It is June now and I’ve already cut into my first good melons of the year. Mmmm.
Here’s the thing I’ve learned about melon since living in Italy: you don’t know if you’ve got an extra special one until you get it home and open it up. An expert like the greengrocer can usually be relied upon to pick you a good one, or to warn you off if the ones he’s got that particular day aren’t worthwhile (and only then if you have taken the time to cultivate a good relationship with him) but you won’t really know how good it is until you get it home and open it up.
In my experience, the very best melons, the most memorable, the most succulent, the ones that almost knock you out with their sweet fragrance when you first split them in two and the halves roll away from your knife to reveal a pulp so perfect, so tender, yet firm, and juicy, but not watery, with the fresh, syrupy taste of summer, rarely are they the ones you go searching for the day when you need a special something, say you have guests.

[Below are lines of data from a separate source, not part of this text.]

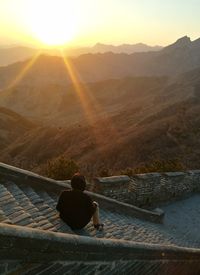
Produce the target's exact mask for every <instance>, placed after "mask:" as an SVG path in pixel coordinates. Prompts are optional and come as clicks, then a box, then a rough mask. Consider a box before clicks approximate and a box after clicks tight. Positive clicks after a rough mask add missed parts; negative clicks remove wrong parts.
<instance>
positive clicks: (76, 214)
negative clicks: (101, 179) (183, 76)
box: [56, 173, 103, 230]
mask: <svg viewBox="0 0 200 275" xmlns="http://www.w3.org/2000/svg"><path fill="white" fill-rule="evenodd" d="M71 187H72V190H69V191H63V192H62V193H61V195H60V197H59V200H58V204H57V206H56V209H57V210H58V211H59V212H60V218H61V219H62V220H63V221H64V222H65V223H66V224H67V225H69V226H70V227H71V228H72V229H82V228H83V227H85V226H86V225H87V224H88V223H89V222H90V220H91V218H92V219H93V225H94V228H96V229H97V230H102V229H103V224H102V223H100V221H99V207H98V204H97V203H96V202H94V201H92V199H91V198H90V197H89V196H88V195H87V194H85V193H84V192H83V191H84V190H85V187H86V181H85V177H84V176H82V175H80V174H79V173H77V174H75V175H74V176H73V177H72V179H71Z"/></svg>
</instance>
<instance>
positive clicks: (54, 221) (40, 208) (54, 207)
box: [21, 186, 73, 233]
mask: <svg viewBox="0 0 200 275" xmlns="http://www.w3.org/2000/svg"><path fill="white" fill-rule="evenodd" d="M21 188H22V187H21ZM22 190H23V192H24V193H25V194H26V196H27V197H29V199H30V201H31V202H32V203H33V204H34V205H35V207H36V208H37V209H38V211H39V212H40V213H41V215H43V216H44V217H45V219H46V220H47V221H48V223H49V224H52V225H53V226H52V228H48V225H46V224H45V223H44V224H43V225H41V226H40V227H41V229H44V230H45V229H49V230H51V231H58V232H62V233H73V231H72V230H71V229H70V227H69V226H68V225H67V224H65V223H64V222H63V221H62V220H61V219H60V217H59V215H58V212H57V210H56V204H57V200H56V201H55V200H53V199H52V197H51V196H50V195H49V194H48V193H47V192H46V191H42V190H39V191H37V190H34V189H33V188H32V187H30V186H25V187H23V188H22Z"/></svg>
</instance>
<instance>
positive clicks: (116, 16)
mask: <svg viewBox="0 0 200 275" xmlns="http://www.w3.org/2000/svg"><path fill="white" fill-rule="evenodd" d="M198 5H199V3H198V0H190V1H188V0H168V1H165V2H163V1H160V0H125V1H120V0H109V1H106V0H101V1H100V0H84V1H81V0H73V1H70V0H0V28H1V29H0V30H1V31H0V44H4V45H6V44H13V43H14V44H32V45H35V46H55V45H65V44H67V45H68V46H89V45H94V44H96V43H97V42H100V43H104V44H114V45H119V44H123V43H129V44H135V43H140V42H142V43H146V44H148V45H152V46H153V45H162V46H165V45H168V44H171V43H173V42H174V41H175V40H177V39H178V38H180V37H182V36H185V35H188V36H189V37H191V39H192V40H195V39H196V38H198V37H199V36H200V35H199V31H198V25H199V15H198V9H197V6H198Z"/></svg>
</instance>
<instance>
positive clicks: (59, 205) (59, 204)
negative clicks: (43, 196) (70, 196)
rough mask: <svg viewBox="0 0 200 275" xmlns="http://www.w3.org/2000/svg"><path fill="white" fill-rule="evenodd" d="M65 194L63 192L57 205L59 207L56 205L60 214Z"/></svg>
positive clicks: (57, 209) (63, 192)
mask: <svg viewBox="0 0 200 275" xmlns="http://www.w3.org/2000/svg"><path fill="white" fill-rule="evenodd" d="M63 193H64V192H62V193H61V194H60V197H59V199H58V203H57V205H56V209H57V210H58V211H59V212H60V210H61V209H62V205H63Z"/></svg>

The truly special melon is the accidental melon. The impulse buy. The one you have the greengrocer add to your bag at the last minute, either because he insists, or just because you see it there and it kind of calls to you. The truly special melon finds its way to you on its own. And it surprises you with what it hides inside. If you go looking for it, you might find a good one, but not the kind I mean.

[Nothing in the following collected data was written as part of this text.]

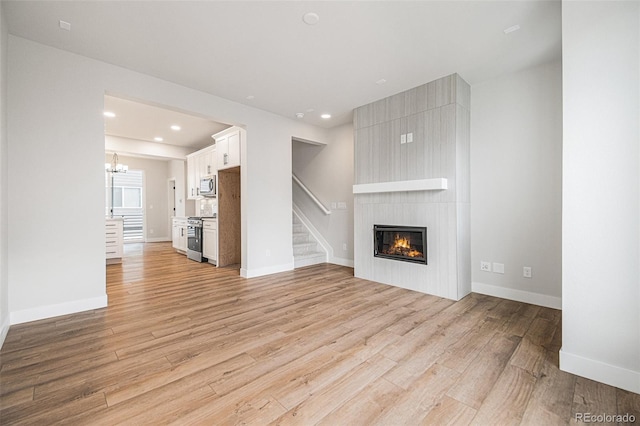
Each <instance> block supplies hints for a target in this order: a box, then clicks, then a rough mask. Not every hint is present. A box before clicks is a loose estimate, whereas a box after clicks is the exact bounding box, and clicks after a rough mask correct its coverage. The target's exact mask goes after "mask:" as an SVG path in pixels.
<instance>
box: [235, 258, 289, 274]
mask: <svg viewBox="0 0 640 426" xmlns="http://www.w3.org/2000/svg"><path fill="white" fill-rule="evenodd" d="M291 270H293V262H291V263H285V264H283V265H274V266H267V267H265V268H256V269H246V268H240V276H241V277H244V278H255V277H262V276H264V275H271V274H277V273H278V272H286V271H291Z"/></svg>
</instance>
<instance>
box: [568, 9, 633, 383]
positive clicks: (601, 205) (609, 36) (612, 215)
mask: <svg viewBox="0 0 640 426" xmlns="http://www.w3.org/2000/svg"><path fill="white" fill-rule="evenodd" d="M639 52H640V3H638V2H616V1H605V2H572V1H569V2H563V6H562V61H563V108H564V128H563V133H564V152H563V200H562V201H563V223H562V230H563V232H562V238H563V242H562V251H563V253H562V256H563V264H562V275H563V277H562V281H563V284H562V293H563V306H562V328H563V330H562V350H561V352H560V367H561V368H562V369H563V370H565V371H569V372H571V373H574V374H578V375H580V376H584V377H588V378H591V379H594V380H597V381H600V382H604V383H607V384H610V385H613V386H617V387H619V388H622V389H627V390H629V391H632V392H636V393H640V271H639V264H640V262H639V260H640V223H639V221H640V208H639V204H640V172H639V170H640V152H639V146H638V145H639V140H640V129H639V122H640V120H639V117H640V96H639V93H640V55H639Z"/></svg>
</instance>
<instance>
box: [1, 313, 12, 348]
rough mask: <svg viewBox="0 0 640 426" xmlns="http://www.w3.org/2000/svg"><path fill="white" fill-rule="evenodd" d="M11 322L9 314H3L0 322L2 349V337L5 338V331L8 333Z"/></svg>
mask: <svg viewBox="0 0 640 426" xmlns="http://www.w3.org/2000/svg"><path fill="white" fill-rule="evenodd" d="M10 325H11V323H10V322H9V315H5V317H4V318H3V319H2V323H1V324H0V349H2V345H4V339H6V338H7V333H9V326H10Z"/></svg>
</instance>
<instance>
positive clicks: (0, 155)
mask: <svg viewBox="0 0 640 426" xmlns="http://www.w3.org/2000/svg"><path fill="white" fill-rule="evenodd" d="M2 9H3V8H2V7H1V5H0V347H2V343H3V342H4V338H5V337H6V335H7V332H8V331H9V278H8V277H9V275H8V244H7V240H8V231H9V230H8V223H9V219H8V211H9V210H8V204H7V197H8V183H7V182H8V178H7V176H8V175H7V169H8V160H7V150H8V145H7V119H6V118H7V38H8V35H7V26H6V23H5V18H4V14H3V13H2Z"/></svg>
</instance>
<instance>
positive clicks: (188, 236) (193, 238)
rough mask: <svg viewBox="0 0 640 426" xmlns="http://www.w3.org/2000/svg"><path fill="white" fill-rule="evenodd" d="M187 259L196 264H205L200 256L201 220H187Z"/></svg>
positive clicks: (201, 257) (197, 219)
mask: <svg viewBox="0 0 640 426" xmlns="http://www.w3.org/2000/svg"><path fill="white" fill-rule="evenodd" d="M187 257H188V258H189V259H191V260H195V261H196V262H206V261H207V258H206V257H203V256H202V218H201V217H190V218H188V219H187Z"/></svg>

When we were at the shop on Friday, I asked for two. And our greengrocer selected three, then cut one open for us to try in the shop right then and there, to make sure that the batch he had in the window that day were up to par. Seven did the honors. He scarfed down a wedge, deemed it acceptable, and was given another wedge to polish off while I finished the shopping.
They were pretty good, but we haven’t made it home yet with that first unforgettably luscious one. That’s okay, though, because it’s still early in the season and besides, the anticipation is almost as delicious.